È di tutta evidenza quindi che il sistema non è tarato per misurare, seppure grossolanamente perché non è detto che ogni cittadino conferisca solo nel centro mobile più vicino alla propria abitazione, il livello di raccolta differenziata per quartiere e su questo immaginiamo che Tekra possa intervenire con le opportune modifiche per avere almeno un’indicazione di massima.

E d’altra parte accade anche che in alcuni casi, nel profilo individuale, non venga proprio indicato il centro di raccolta, né mobile né fisso.

   

Per rasserenare gli animi pensiamo dunque che i residenti di Cassibile come quelli di Mazzarona non abbiano motivo di ritenere che ci sia una qualche volontà di gonfiare i volumi dei rifiuti per Cassibile “per giustificare l’utilità” di un ccr che costituisce comunque un inaccettabile vulnus alla salute, fisica e psichica, di via Rinaldi né di ridurre i volumi di raccolta differenziata alla Mazzarrona per motivare la scelta (sbagliata sotto molteplici aspetti) di riportarvi i cassonetti dell’indifferenziata.

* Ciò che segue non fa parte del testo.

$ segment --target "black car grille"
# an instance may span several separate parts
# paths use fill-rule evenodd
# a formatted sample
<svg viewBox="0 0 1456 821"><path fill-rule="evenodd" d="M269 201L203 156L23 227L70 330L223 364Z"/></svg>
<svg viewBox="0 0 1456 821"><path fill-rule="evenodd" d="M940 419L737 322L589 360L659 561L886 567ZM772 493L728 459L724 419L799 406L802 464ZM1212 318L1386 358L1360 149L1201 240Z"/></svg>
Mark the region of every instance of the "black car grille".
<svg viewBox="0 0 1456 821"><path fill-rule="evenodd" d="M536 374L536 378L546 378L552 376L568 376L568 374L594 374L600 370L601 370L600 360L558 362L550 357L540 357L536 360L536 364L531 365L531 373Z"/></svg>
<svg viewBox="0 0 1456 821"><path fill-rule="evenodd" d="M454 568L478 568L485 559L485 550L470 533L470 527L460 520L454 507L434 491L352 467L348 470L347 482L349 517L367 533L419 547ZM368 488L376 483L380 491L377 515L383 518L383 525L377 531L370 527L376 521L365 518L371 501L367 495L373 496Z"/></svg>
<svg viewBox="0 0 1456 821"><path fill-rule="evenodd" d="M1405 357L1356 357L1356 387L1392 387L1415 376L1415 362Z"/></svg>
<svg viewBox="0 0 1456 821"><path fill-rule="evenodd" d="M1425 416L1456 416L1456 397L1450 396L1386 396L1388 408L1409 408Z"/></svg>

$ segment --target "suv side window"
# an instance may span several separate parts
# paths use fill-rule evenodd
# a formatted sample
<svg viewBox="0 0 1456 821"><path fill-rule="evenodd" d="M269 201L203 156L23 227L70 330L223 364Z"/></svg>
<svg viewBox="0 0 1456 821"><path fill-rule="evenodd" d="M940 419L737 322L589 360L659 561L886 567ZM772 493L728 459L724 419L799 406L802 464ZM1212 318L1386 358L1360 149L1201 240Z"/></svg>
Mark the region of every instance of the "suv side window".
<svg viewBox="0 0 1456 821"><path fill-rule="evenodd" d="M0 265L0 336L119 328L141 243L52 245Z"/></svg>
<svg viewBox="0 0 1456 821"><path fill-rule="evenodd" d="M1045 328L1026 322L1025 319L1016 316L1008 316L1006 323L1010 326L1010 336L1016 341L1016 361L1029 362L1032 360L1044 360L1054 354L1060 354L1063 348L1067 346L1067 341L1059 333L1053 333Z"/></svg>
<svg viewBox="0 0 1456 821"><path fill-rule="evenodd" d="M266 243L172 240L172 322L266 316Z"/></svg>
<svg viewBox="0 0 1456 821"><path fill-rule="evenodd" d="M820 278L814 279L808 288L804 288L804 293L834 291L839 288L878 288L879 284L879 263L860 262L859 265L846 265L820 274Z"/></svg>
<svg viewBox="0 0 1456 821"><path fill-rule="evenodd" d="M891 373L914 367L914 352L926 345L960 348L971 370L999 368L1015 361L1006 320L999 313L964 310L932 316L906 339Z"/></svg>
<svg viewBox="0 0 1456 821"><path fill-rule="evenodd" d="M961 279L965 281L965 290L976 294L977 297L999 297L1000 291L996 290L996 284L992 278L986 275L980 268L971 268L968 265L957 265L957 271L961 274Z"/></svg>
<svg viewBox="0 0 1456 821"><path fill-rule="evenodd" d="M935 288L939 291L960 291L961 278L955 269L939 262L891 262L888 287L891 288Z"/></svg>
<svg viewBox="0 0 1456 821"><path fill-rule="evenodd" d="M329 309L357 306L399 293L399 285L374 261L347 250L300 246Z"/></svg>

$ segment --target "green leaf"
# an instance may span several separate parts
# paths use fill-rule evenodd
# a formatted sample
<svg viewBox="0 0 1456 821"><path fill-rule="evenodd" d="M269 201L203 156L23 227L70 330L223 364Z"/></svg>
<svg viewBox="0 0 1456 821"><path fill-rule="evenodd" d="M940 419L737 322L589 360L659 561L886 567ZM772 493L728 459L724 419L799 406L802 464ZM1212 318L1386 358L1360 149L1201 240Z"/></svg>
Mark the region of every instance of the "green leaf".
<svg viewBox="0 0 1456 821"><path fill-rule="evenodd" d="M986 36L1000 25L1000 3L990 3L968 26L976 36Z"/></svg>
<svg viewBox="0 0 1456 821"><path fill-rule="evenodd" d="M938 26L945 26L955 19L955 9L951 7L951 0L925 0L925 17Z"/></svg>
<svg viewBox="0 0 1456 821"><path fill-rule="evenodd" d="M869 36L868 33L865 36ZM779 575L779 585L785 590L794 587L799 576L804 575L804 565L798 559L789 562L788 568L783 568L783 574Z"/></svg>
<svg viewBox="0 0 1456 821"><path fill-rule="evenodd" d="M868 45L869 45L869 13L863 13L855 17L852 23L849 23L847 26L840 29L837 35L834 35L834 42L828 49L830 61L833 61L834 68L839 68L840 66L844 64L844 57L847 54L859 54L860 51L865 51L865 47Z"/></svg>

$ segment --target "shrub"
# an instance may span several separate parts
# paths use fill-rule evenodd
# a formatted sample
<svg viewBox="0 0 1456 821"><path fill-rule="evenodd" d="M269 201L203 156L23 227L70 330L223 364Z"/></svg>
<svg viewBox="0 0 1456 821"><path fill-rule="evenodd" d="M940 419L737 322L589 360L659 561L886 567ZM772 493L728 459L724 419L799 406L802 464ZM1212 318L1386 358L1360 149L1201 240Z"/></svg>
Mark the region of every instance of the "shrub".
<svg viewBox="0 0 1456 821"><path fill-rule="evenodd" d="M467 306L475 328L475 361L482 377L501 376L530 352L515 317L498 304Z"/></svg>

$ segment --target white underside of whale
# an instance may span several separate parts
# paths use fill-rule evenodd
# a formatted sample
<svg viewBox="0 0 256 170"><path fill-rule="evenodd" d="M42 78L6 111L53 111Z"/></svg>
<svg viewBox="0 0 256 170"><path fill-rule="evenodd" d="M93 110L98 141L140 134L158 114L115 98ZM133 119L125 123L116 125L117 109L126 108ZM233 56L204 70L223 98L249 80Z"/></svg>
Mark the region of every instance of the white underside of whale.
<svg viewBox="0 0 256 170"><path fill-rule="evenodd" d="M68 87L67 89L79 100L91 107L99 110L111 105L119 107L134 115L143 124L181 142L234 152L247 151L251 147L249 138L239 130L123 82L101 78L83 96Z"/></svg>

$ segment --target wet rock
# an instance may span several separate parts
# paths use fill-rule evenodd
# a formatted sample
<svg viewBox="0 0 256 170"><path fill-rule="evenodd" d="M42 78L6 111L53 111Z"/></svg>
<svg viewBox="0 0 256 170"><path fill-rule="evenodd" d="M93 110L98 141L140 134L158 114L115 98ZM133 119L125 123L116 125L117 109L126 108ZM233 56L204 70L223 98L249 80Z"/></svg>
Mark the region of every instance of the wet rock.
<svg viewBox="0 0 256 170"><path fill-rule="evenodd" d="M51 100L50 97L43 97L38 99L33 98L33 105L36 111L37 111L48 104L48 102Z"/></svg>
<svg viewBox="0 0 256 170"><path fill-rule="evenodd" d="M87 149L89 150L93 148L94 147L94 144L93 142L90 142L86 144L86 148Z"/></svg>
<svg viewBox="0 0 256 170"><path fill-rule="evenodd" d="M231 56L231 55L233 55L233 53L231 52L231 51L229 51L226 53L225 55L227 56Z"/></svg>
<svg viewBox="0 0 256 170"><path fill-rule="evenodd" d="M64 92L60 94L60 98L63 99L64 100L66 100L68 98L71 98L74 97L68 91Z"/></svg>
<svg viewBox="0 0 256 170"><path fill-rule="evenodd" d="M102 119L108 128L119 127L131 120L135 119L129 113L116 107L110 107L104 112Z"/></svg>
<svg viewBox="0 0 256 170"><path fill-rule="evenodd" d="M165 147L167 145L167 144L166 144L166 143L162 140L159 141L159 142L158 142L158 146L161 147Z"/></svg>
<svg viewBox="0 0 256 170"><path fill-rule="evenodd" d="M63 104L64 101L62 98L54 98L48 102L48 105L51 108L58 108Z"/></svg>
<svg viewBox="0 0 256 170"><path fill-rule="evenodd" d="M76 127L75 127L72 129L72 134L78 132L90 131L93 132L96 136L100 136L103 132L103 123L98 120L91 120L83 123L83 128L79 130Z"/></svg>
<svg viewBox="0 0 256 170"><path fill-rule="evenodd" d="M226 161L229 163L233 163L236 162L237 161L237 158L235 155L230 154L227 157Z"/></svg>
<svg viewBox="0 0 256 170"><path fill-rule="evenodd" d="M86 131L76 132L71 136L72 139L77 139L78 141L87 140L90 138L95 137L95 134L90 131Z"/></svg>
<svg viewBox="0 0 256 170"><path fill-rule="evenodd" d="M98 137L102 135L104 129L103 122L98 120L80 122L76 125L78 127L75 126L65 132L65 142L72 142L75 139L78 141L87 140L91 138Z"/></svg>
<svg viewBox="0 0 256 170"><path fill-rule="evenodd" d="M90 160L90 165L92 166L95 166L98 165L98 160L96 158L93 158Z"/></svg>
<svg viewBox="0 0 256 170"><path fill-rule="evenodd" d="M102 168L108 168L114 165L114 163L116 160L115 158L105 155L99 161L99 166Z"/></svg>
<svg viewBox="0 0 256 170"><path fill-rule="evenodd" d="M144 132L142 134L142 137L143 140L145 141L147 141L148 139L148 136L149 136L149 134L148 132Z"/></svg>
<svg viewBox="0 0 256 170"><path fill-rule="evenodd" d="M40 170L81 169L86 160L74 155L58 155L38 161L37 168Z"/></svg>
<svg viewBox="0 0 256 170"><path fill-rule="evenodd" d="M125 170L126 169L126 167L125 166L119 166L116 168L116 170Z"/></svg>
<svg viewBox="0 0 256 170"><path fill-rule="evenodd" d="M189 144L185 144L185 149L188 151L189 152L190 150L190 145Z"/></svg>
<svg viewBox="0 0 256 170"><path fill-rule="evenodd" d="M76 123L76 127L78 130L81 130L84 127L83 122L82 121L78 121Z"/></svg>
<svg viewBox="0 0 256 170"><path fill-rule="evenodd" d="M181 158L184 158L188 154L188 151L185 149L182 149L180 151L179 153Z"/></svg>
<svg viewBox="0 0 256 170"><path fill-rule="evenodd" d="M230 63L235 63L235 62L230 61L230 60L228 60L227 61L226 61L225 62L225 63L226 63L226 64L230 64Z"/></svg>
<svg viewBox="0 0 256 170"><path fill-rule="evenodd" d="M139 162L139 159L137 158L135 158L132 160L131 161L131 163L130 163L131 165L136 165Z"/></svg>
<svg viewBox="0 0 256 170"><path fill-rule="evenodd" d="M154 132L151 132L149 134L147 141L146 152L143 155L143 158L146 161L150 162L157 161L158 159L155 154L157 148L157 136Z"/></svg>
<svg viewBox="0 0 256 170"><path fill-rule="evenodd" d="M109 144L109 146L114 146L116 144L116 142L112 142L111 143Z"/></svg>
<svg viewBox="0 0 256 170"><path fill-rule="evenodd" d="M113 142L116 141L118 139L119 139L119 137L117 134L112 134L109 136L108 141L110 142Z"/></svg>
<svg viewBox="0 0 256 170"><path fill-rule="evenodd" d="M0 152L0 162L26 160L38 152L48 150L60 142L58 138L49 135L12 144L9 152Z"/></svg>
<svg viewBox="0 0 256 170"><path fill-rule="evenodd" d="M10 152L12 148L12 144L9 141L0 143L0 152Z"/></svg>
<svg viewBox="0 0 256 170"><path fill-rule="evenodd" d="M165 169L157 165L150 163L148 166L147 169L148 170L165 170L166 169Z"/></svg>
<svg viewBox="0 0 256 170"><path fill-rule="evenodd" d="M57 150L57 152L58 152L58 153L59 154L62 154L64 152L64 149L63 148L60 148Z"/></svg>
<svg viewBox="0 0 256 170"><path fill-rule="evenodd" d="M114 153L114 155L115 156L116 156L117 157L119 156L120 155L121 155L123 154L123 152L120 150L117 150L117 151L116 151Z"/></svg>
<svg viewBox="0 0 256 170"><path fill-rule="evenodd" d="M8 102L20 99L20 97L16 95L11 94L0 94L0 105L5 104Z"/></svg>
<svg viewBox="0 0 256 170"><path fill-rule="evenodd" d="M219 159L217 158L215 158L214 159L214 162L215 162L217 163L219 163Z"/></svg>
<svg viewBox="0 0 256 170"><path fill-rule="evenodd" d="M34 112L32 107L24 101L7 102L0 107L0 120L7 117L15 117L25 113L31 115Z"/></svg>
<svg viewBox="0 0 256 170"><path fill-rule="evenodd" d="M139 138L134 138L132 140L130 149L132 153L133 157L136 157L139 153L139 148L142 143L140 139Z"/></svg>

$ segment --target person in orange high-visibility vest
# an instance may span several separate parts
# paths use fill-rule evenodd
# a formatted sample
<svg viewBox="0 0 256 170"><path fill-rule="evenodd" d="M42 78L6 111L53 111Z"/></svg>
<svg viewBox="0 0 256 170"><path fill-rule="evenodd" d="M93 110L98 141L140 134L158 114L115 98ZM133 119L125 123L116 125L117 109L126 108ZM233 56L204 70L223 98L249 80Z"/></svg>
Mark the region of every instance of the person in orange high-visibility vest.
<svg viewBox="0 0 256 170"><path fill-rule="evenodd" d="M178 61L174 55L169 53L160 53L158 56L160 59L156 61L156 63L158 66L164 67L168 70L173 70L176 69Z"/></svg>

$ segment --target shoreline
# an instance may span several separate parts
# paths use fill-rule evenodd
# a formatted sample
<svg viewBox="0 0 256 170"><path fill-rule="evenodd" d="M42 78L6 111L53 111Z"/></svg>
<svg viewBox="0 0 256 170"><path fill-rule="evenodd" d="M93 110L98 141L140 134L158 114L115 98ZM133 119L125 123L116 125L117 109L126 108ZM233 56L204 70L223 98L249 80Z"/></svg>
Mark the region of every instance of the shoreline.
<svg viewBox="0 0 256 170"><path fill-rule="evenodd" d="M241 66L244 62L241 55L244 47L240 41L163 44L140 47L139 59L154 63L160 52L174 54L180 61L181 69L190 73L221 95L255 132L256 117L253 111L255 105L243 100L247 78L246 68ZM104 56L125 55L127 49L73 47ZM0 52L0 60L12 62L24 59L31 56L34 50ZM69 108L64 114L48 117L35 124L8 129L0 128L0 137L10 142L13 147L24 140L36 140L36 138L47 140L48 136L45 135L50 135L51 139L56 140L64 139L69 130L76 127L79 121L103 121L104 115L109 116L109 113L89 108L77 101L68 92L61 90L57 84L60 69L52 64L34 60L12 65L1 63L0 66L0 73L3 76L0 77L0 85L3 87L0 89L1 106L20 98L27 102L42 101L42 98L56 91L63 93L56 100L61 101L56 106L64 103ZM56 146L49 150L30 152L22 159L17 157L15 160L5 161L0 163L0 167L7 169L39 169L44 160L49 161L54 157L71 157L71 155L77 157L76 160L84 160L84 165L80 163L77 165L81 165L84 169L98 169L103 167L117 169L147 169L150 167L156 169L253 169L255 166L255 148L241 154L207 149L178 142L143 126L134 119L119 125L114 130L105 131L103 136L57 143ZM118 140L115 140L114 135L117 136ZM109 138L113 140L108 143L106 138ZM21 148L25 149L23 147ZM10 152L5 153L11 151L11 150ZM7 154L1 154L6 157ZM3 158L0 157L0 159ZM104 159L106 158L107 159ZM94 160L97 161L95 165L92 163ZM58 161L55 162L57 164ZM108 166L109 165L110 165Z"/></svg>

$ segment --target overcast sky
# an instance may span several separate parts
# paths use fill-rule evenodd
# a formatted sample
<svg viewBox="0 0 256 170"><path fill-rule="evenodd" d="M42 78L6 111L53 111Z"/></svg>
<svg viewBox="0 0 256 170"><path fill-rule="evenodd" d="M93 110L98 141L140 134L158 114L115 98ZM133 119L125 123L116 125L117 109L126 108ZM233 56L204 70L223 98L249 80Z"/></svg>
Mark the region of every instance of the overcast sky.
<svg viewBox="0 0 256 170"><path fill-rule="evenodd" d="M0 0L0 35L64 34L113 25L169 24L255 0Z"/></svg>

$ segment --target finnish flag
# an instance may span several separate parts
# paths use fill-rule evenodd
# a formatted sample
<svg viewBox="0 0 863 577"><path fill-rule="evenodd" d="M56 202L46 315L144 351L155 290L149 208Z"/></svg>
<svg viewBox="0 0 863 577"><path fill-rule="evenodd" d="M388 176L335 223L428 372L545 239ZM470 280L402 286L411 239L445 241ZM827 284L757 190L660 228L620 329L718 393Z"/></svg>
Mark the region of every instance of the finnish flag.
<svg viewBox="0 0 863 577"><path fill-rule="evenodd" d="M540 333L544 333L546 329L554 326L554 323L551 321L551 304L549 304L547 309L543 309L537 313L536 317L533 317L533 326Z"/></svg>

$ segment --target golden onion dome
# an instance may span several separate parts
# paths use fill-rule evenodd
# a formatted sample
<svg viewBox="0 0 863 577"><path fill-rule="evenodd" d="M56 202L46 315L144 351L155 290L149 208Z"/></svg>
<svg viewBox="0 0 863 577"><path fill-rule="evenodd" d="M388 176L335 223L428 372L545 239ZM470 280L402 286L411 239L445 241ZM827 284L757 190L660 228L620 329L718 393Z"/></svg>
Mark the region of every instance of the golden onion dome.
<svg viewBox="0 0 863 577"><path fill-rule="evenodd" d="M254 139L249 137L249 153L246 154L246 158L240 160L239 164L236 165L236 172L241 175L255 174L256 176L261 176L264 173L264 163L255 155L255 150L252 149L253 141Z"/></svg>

Resta però la considerazione di quanta strada ci sia ancora da fare per migliorare il servizio e il suo monitoraggio. Martedì in Consiglio Comunale all’ordine del giorno, su richiesta da Fratelli d’Italia, è prevista l’audizione della Direzione di Esecuzione del Contratto (DEC) e di un rappresentante della Tekra. Da seguire con grande attenzione.